Drake Dillard, the former president of SoCal NOMA, was also present during the field trip. He is a project manager for Perkins and Will, the architectural firm behind Destination Crenshaw. As a resident of the area, he has an especially strong connection to the project.

“It’s a great opportunity for me, being an architect, to be involved and manage a project right in my own backyard,” Dillard said. “So, I’m very proud about it and very happy to be involved.”

To complete their take on Destination Crenshaw, the SoCal NOMA campers were split into groups called “zones,” with each zone representing a different lot on the Crenshaw Corridor. They will present their finished models to their parents and loved ones in a closing ceremony this Saturday, August 3.

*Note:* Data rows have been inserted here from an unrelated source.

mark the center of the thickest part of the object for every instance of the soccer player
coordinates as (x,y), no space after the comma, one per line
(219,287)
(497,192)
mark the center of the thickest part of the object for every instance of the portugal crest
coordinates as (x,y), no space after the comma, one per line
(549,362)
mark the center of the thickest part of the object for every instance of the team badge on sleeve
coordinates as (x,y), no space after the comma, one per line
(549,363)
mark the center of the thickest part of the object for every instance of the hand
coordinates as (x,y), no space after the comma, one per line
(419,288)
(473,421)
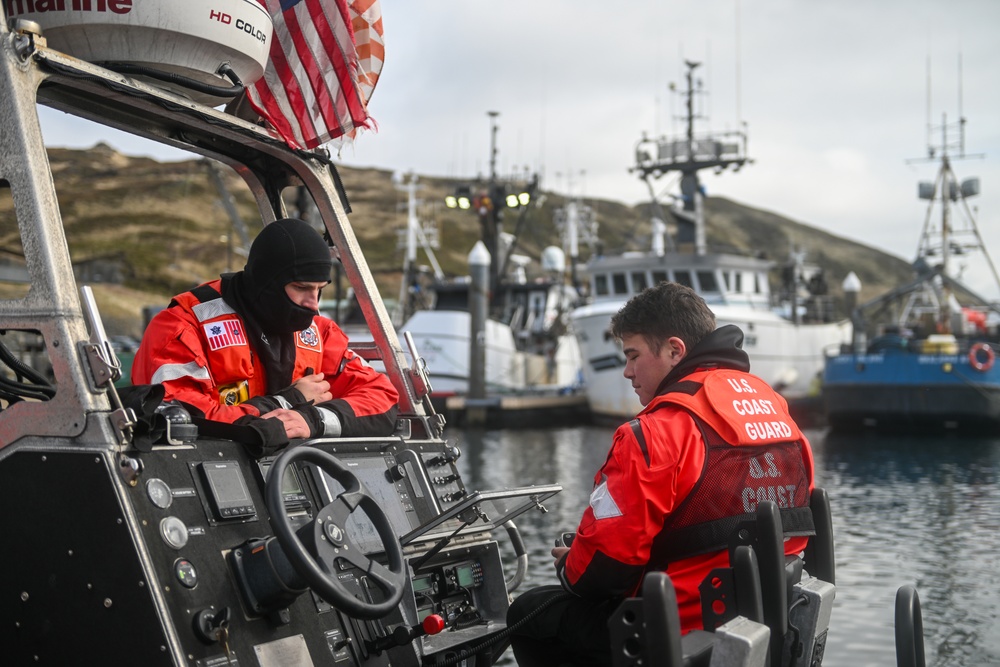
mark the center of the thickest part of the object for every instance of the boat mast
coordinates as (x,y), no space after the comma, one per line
(947,189)
(689,155)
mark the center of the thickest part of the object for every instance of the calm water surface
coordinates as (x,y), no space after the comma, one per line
(914,511)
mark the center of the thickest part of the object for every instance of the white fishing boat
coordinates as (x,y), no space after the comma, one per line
(785,333)
(524,343)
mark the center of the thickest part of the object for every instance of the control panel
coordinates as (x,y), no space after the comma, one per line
(234,590)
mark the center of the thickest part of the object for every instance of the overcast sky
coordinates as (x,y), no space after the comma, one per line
(834,94)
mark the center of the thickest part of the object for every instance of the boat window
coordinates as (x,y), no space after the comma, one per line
(707,281)
(619,282)
(601,285)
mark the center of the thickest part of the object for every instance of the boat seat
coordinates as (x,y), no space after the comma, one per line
(819,559)
(646,631)
(909,628)
(764,596)
(796,608)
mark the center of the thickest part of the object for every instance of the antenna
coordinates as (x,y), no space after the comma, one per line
(930,149)
(739,113)
(961,116)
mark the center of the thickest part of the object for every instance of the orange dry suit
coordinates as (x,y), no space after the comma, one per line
(198,349)
(697,459)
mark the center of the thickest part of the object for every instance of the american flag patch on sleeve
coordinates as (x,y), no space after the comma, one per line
(224,334)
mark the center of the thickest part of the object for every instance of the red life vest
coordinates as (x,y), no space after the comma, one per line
(754,452)
(229,354)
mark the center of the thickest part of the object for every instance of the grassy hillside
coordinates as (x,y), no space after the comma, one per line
(163,225)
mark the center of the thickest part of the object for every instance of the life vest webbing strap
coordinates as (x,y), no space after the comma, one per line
(715,535)
(640,438)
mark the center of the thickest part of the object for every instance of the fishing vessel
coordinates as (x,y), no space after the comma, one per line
(518,350)
(923,354)
(785,331)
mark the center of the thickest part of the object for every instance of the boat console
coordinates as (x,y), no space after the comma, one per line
(362,553)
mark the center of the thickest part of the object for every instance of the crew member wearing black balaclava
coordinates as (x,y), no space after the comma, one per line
(284,252)
(242,348)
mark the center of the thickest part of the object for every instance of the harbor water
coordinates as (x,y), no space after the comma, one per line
(906,510)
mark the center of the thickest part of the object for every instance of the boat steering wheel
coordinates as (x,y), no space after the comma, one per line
(329,541)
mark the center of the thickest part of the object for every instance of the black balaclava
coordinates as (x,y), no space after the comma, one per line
(285,251)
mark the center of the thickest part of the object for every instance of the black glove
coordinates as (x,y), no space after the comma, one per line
(267,403)
(313,418)
(265,437)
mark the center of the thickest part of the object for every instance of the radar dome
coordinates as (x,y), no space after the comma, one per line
(553,259)
(184,37)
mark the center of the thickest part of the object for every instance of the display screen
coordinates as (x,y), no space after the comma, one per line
(227,485)
(227,490)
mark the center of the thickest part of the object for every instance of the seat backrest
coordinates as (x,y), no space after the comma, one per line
(646,632)
(819,553)
(909,627)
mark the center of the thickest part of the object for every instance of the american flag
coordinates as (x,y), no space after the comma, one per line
(224,334)
(325,59)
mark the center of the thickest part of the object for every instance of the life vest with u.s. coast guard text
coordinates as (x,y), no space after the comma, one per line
(754,452)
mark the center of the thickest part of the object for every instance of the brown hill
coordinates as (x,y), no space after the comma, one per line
(162,227)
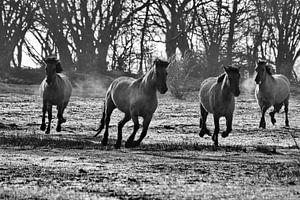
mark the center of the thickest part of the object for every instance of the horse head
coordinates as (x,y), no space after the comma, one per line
(51,68)
(233,75)
(262,70)
(160,71)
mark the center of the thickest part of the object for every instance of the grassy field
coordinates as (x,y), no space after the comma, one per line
(173,162)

Harris hopes that this will only be the beginning of their journey in architecture, as Project Pipeline is designed to nurture the next generation of design professionals from middle school all the way through higher education and beyond. Dillard says the ultimate goal of the initiative is to create a network of minority professionals across the country who will support one another and lift up the next generation in turn.

(Courtesy photo)

Stephen Curtiss, a former SoCal NOMA camper, is a perfect example of this vision. Curtiss first began attending the camp when he was 13 and is now entering his second year as an architecture major at East LA College. When one of his professors informed him that SoCal NOMA would be running their 2019 summer camp on the campus, Curtiss saw an opportunity to give back to the organization by becoming a camp volunteer.

“Eletrice [Harris] showed me a picture of me back in 2012, and it was just very inspiring today, after I put my camp shirt on, and my lanyard, to see me as a mentor all these years later,” Curtiss said. “And that was just a surreal moment.”

Richey Madison is a principal at Stantec, a sponsor of the summer camp. He serves on the company’s U.S. Education Leadership Council as well as the U.S. Diversity and Inclusion Council. It is his second year volunteering as a mentor for the SoCal NOMA camp, where he has come to appreciate the untapped potential of the youngest aspiring architects. He fondly remembers a student from last year who proved that talent knows no age.

“It was the first time I was engaged with a student that young – she was 10 – that was very talented,” Madison recalls. “Her assigned building was a restaurant, and without any guidance, right there on the spot this 10-year-old child laid out a restaurant floor plan and all of the rooms were in the right locations. There were no functional deficiencies in her plan. It was that kind of mind that inspires me to enjoy this, because I typically spend more time with young professionals who have graduated from college.”

Ultimately, NOMA leaders like Madison, Harris, Parke-Davis, Dillard, Huley and others want nothing more than to provide these youth with the things many of them did not have when they dreamed of being architects – an early introduction to the topic, a clear path to success in the field, and the opportunity to see themselves and their communities reflected in a profession that quite literally builds the world around us.